There are components of 52 Walker’s ecosystem that resonate as meaningful departures from the traditional gallery. You can apply for a free library card and check out the books in its curated collection—books chosen by the artist and the gallery to reflect the show currently exhibited, from Fred Moten to Slavoj Žižek, with lots of thoughtful and theoretically super-abundant titles in between. This library is an attempt to engage community in a space notorious for gatekeeping and class discrimination.

There’s a reckoning taking place, but not in the way you might imagine. This reckoning is slow, and it’s embedded within the greater David Zwirner mega-institution. 52 Walker doesn’t show ‘Black art.’ It embraces the complexity of cultural identity as a matter of becoming, approaching it on an individual basis rather than as a generalized category.

This is not to say that one should not act within the white institution; to act is of the utmost importance. It’s also not to envision the end of the gallery space, which is integral to the art world ecosystem—because artists need money to make art, and art workers need money to live. These spaces need to change. In that hope, the criticism of the sources of art spaces is incredibly important. The hardest thing to watch in the art world is people of color reproducing the same power dynamics inherent to white institutions. ‘Decolonizing’ the museum or gallery does not simply mean hosting art by people of color, or raising people of color into higher positions that will not treat them kindly or with care.

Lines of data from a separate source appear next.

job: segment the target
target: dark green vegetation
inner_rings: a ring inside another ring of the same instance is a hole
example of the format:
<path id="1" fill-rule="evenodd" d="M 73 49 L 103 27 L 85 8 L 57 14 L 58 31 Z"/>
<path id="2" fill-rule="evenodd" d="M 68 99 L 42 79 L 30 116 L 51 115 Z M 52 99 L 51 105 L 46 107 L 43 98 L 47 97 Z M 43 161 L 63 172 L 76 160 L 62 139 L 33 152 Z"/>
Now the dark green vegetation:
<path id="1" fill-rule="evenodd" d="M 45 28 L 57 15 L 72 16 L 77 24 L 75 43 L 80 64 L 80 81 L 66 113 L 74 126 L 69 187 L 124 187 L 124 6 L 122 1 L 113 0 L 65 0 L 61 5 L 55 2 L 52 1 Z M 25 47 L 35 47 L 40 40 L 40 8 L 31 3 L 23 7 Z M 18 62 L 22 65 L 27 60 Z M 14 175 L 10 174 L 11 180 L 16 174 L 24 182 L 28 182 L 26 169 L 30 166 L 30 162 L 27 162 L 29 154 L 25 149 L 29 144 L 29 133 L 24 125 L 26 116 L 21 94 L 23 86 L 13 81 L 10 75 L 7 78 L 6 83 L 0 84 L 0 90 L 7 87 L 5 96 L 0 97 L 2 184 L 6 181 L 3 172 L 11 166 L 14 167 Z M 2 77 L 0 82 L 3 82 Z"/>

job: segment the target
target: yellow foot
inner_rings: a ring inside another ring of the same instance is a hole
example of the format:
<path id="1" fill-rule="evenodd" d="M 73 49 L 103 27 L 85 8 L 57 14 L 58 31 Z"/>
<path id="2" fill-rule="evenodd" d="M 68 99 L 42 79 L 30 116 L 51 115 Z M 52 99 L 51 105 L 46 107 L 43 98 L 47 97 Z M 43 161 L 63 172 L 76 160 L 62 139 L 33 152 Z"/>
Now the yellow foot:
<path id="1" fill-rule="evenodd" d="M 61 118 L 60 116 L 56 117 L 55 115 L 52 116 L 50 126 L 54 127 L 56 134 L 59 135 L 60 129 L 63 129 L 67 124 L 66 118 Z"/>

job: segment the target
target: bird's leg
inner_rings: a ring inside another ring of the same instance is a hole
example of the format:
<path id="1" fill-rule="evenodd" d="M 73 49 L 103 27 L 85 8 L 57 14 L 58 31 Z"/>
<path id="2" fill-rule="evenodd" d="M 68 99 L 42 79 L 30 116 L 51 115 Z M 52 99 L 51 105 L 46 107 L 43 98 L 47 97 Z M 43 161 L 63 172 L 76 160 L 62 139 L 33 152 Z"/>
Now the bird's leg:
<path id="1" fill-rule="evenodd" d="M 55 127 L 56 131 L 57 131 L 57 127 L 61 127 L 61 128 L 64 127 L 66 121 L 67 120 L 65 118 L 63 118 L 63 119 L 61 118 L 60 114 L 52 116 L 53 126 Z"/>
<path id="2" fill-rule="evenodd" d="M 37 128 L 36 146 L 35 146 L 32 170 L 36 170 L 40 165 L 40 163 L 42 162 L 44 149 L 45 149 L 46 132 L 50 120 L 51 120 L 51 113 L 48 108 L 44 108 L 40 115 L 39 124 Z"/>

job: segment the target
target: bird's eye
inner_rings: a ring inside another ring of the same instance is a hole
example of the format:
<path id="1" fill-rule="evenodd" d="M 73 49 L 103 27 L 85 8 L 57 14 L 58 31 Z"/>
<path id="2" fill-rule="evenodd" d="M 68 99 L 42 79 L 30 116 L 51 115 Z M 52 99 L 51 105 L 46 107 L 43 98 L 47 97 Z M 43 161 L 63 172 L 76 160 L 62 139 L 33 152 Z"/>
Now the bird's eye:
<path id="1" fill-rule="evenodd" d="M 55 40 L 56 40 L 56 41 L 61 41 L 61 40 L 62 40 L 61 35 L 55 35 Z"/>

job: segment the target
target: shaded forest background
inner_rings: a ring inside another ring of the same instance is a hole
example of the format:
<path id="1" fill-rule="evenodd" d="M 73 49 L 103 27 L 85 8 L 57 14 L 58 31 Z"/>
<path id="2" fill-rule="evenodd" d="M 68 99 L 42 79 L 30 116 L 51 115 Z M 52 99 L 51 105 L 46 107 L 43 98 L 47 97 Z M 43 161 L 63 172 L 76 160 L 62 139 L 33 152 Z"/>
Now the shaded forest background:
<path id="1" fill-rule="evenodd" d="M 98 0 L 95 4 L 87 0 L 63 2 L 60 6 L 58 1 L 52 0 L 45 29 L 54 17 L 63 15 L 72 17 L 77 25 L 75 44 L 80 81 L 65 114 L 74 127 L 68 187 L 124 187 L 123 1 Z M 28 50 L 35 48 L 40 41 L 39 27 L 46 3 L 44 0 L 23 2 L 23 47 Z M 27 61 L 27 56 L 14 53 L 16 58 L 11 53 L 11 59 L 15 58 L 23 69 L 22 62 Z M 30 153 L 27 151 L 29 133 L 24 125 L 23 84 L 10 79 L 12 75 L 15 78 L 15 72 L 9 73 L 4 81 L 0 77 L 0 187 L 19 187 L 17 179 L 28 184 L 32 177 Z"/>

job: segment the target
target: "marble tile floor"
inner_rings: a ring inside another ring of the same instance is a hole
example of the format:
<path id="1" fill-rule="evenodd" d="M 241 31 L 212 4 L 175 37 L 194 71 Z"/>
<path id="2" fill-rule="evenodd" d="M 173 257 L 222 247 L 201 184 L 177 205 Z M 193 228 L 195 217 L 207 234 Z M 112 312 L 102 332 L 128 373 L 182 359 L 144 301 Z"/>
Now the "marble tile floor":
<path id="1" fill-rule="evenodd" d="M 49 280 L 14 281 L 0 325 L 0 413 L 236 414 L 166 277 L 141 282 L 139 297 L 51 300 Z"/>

There is value in moving away from the institution, away from white sight—in building something outside of Zwirner and its peers. By working within the bounds of ‘representation,’ we are always working against it—in confronting dominant culture’s understanding of an identity, it’s further complicated. Identity is complicated. Art is one of the means by which one can see and be seen at the same time. Who is watching our interventions, and who is benefiting?